The fast food chain put its program on hold and released a statement saying it is first and foremost an employer of Canadians.
"McDonald’s employs more than 85,000 people across Canada; only four percent are temporary foreign workers…Only 268 of our more than 1,400 restaurants across the country employ temporary foreign workers," said the spokesperson.
The CBC also reported that three McDonald’s franchises in Victoria, B.C. were involved in the abuse of the Temporary Foreign Worker Program.
Not wanting to be outdone, Tim Hortons released a statement saying franchises using temporary foreign workers would be facing greater attention through their auditing program, which has been in place since 2010.
“[We] are now broadening our audit program to include mandatory independent audits for every franchisee who accesses the Temporary Foreign Worker Program,” said the statement.
According to Canada’s Economic Action Plan, the purpose of the Temporary Foreign Worker Program is to help fill labour shortages. The program has grown from 101,000 participants in 2002, to almost 338,000 participants in 2012.

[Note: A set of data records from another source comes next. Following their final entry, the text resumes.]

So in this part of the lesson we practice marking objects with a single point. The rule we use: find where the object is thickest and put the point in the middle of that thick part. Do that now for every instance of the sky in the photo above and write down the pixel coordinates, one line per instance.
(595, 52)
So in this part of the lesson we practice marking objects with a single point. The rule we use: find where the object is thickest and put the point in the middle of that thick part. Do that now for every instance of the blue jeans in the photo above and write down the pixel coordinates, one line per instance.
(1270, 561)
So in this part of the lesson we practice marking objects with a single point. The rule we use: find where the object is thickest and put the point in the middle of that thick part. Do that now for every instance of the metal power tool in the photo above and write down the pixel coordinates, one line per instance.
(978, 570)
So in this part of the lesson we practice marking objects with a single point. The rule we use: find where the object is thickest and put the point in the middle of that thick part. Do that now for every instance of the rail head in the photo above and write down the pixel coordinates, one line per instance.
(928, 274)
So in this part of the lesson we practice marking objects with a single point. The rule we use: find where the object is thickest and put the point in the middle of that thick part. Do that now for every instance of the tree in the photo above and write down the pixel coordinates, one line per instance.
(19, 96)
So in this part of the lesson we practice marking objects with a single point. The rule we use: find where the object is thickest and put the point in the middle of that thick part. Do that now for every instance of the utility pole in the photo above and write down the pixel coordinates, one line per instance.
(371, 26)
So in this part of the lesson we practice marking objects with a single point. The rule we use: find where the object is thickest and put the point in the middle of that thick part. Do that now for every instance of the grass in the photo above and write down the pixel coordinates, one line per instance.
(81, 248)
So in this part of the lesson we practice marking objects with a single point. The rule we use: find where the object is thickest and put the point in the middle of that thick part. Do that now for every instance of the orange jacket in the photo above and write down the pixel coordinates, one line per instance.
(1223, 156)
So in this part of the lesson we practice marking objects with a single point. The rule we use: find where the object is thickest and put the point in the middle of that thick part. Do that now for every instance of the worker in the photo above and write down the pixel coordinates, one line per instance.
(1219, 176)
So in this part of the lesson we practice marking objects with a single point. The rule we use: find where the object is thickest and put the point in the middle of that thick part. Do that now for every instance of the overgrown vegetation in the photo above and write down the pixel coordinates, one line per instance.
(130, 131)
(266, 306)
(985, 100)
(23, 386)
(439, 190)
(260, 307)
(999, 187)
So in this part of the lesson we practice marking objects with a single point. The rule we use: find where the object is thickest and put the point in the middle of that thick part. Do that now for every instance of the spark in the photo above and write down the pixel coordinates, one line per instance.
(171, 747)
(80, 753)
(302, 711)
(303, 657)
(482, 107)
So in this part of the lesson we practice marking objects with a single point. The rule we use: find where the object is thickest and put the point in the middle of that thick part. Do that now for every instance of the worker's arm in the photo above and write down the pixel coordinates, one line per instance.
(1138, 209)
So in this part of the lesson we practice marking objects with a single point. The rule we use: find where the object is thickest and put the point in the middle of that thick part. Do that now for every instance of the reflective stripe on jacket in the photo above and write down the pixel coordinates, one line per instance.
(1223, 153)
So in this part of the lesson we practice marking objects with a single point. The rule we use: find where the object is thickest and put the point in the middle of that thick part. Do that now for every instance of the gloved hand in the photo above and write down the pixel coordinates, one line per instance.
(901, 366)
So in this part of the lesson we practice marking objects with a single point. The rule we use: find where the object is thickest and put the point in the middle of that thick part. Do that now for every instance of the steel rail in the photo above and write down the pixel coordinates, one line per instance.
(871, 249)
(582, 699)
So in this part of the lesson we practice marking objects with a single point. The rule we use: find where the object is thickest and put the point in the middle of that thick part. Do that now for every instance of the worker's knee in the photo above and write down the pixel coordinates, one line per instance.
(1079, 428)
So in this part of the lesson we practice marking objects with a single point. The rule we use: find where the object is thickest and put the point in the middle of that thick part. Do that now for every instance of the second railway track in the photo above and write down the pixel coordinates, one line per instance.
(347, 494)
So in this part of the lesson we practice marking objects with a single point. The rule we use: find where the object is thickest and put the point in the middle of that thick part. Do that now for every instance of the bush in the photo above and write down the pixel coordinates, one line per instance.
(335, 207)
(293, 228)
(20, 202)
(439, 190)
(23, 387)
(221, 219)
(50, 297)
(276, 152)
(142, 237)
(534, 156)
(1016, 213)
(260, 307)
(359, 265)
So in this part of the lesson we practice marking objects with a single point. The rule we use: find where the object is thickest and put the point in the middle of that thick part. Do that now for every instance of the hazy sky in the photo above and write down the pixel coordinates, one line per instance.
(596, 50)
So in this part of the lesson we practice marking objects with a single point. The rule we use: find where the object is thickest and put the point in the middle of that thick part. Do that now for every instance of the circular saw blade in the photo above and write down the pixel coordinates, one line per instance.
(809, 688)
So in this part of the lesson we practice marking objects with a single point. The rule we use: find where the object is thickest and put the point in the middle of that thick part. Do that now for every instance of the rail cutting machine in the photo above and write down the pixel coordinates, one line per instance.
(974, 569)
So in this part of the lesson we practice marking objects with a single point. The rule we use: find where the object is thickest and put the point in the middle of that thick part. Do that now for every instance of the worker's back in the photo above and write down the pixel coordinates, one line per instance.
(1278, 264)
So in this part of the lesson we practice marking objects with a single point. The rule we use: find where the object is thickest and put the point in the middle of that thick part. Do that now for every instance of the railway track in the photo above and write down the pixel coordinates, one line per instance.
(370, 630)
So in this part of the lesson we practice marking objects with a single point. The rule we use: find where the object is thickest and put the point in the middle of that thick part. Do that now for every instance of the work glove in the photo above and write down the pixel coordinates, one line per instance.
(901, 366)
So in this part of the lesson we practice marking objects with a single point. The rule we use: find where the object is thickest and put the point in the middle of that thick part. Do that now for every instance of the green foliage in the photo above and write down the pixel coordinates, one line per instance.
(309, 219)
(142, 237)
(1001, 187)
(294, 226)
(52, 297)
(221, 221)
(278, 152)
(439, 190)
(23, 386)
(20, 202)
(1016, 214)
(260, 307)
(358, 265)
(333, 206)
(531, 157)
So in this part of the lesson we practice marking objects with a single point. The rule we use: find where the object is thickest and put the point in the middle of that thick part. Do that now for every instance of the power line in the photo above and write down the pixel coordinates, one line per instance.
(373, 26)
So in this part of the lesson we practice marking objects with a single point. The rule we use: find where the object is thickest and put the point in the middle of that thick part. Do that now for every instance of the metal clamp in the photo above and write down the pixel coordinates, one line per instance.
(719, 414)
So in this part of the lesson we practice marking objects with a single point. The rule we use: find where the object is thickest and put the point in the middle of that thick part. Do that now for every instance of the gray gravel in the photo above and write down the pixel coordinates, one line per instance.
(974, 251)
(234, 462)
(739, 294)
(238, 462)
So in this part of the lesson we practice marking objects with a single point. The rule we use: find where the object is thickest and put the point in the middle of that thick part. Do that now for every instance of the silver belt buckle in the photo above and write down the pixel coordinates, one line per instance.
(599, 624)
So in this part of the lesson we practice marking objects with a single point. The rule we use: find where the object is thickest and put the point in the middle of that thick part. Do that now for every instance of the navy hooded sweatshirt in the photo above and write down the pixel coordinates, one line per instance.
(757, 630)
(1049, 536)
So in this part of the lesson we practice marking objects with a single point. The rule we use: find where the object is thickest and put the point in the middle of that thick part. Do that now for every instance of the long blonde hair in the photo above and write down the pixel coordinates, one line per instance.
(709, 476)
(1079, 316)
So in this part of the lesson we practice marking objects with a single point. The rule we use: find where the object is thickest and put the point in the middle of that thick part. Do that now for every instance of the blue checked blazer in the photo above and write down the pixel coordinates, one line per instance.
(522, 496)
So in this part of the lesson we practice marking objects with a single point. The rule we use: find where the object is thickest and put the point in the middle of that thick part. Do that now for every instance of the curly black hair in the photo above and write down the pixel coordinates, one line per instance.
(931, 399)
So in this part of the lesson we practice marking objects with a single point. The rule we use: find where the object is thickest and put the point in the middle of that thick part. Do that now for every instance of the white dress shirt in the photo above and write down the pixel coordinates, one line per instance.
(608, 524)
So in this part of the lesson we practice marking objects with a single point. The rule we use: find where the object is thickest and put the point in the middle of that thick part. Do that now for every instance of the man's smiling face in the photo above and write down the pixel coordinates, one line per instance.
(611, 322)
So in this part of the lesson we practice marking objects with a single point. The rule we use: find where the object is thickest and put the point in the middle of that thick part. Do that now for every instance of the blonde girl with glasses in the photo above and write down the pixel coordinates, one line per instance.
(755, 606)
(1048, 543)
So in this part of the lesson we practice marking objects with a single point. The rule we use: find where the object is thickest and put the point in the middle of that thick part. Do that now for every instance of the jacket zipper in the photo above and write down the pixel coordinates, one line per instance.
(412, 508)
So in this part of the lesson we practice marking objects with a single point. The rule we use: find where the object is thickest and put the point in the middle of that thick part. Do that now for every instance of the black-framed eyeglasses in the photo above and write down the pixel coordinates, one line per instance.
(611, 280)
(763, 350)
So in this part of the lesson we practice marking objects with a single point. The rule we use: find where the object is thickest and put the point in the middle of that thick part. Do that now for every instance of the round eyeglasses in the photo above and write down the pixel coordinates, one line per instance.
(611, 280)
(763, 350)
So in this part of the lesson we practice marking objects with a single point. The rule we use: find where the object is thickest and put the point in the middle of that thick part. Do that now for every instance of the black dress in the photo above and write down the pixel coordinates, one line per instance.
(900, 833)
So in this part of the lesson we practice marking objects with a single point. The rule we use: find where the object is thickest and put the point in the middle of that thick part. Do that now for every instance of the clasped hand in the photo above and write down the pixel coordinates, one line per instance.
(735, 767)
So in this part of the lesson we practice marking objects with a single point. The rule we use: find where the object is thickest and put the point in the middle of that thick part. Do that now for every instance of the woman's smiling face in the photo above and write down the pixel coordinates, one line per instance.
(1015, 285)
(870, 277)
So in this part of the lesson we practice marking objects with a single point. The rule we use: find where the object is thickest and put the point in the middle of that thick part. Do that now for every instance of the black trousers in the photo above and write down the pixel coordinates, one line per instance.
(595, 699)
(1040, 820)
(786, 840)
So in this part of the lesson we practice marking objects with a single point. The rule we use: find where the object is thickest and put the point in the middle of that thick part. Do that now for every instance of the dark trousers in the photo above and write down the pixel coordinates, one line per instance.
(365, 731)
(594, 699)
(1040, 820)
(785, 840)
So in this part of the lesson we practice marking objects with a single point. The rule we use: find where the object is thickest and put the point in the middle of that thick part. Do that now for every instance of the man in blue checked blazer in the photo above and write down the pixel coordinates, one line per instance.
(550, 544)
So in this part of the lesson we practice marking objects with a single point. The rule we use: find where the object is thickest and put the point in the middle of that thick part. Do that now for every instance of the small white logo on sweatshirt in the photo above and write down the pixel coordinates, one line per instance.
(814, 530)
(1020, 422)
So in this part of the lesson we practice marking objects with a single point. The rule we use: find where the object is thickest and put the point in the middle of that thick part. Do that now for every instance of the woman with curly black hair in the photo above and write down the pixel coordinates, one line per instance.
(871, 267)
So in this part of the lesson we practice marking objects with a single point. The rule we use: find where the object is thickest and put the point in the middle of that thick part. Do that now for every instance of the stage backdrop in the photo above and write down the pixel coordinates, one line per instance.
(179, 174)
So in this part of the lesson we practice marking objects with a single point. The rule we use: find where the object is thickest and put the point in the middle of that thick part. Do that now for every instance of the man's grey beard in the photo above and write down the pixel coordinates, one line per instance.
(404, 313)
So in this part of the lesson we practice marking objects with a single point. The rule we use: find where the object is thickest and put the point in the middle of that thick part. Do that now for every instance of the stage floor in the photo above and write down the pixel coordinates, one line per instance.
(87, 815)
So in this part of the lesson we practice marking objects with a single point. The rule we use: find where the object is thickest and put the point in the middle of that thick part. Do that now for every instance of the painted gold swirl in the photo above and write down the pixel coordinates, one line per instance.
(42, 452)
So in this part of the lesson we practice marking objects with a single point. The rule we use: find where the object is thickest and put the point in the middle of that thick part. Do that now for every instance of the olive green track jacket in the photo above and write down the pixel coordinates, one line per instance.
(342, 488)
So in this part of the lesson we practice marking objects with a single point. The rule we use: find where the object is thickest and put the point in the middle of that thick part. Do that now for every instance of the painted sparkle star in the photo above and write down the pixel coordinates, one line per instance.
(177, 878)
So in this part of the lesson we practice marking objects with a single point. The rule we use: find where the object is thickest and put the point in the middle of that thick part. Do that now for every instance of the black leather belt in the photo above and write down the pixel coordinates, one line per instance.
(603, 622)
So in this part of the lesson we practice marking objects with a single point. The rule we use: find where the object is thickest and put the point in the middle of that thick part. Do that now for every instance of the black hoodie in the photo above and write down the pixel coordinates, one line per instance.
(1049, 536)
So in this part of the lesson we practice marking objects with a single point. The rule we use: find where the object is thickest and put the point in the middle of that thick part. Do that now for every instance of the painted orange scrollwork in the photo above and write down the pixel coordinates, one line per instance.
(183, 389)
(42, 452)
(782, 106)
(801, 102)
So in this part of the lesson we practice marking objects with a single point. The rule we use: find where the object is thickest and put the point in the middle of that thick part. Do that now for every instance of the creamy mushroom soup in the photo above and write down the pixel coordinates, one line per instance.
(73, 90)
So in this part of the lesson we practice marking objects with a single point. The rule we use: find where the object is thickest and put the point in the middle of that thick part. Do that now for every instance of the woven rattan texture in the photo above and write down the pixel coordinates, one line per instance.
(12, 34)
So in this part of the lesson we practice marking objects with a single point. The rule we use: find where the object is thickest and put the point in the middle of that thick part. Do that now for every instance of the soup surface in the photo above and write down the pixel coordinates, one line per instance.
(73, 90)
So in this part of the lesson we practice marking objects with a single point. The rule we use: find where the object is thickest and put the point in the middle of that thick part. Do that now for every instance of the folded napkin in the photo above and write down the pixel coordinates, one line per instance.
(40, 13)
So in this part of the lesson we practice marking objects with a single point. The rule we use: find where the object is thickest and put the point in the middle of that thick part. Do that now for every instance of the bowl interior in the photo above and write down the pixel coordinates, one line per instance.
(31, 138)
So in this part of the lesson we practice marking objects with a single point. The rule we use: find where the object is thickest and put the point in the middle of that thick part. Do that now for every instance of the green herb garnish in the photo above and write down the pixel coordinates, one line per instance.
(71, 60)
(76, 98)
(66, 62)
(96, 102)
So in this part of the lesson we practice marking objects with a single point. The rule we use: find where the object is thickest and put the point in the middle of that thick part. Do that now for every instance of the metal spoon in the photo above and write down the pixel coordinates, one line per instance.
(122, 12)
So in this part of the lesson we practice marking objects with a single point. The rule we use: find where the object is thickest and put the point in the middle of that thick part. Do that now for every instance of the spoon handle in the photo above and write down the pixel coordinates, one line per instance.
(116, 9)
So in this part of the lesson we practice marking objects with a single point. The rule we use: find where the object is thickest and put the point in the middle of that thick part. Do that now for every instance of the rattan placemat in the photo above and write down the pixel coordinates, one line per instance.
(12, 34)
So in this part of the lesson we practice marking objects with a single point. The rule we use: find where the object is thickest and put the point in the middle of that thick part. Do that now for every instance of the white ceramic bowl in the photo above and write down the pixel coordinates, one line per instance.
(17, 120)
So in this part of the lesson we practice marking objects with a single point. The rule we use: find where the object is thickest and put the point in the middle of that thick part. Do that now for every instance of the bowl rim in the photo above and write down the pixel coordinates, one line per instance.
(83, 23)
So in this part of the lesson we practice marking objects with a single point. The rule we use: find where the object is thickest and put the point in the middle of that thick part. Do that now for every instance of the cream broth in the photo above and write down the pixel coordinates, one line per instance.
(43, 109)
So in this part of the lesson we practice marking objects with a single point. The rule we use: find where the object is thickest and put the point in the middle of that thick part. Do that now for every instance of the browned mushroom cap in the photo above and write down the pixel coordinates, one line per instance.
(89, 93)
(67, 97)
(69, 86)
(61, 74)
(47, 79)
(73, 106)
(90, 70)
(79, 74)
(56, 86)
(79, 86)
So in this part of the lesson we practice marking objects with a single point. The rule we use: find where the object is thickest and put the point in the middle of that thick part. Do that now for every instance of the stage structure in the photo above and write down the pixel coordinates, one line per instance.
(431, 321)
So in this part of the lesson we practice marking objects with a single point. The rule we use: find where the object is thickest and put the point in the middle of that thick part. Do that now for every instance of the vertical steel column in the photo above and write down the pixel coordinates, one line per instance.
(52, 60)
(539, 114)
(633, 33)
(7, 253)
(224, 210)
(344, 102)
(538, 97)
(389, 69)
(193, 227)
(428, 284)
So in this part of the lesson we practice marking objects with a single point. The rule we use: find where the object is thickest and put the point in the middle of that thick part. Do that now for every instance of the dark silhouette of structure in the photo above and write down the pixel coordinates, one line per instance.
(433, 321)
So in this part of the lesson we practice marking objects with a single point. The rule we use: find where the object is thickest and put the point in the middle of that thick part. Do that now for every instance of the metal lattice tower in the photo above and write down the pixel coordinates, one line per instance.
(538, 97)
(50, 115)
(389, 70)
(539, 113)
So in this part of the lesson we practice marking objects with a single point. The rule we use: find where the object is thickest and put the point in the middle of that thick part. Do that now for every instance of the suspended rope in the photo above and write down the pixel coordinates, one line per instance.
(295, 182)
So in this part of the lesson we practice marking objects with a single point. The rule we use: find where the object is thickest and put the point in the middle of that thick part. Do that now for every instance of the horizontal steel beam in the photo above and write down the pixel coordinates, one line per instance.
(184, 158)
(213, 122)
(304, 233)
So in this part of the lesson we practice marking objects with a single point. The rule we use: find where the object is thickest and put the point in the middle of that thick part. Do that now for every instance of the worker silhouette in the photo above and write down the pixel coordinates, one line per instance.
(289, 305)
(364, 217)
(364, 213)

Chasing the Canadian Dream
The RCMP has opened a file related to the alleged abuses at the Fernie franchise but no charges have been laid at this time.
Current employees at the Tim Hortons franchise in Blairmore declined to comment on the ongoing investigation.
Alex Hanson, president of the United Steelworkers Local 9346, is representing Pepito in his B.C. Employment Standards complaint. He calls the Temporary Foreign Worker Program a two-tiered labour system.
“The fundamental flaw in the program is that workers would be brought to Canada but they wouldn’t be given democratic or collective rights,” he said. “As a Canadian worker, if I don’t like my job I can go somewhere else, but these people can’t do that, they’re stuck with the employer. They’re indentured.”
Hanson said the regular immigration system is the best option for solving the country’s labour shortage woes.
Pepito arrived in Canada from Manila, the capital of the Philippines in 2009. The forty-year old father of three children is working as a kitchen supervisor at the Boston Pizza in Fernie.
He says his goal is to continue working and to eventually achieve full citizenship.
“This is the promised land for us,” he said. “In the Philippines unemployment is very high. I want to bring my kids here, my family and to be a citizen.”
Pierre Pelletier was contacted but did not respond to a request for comment.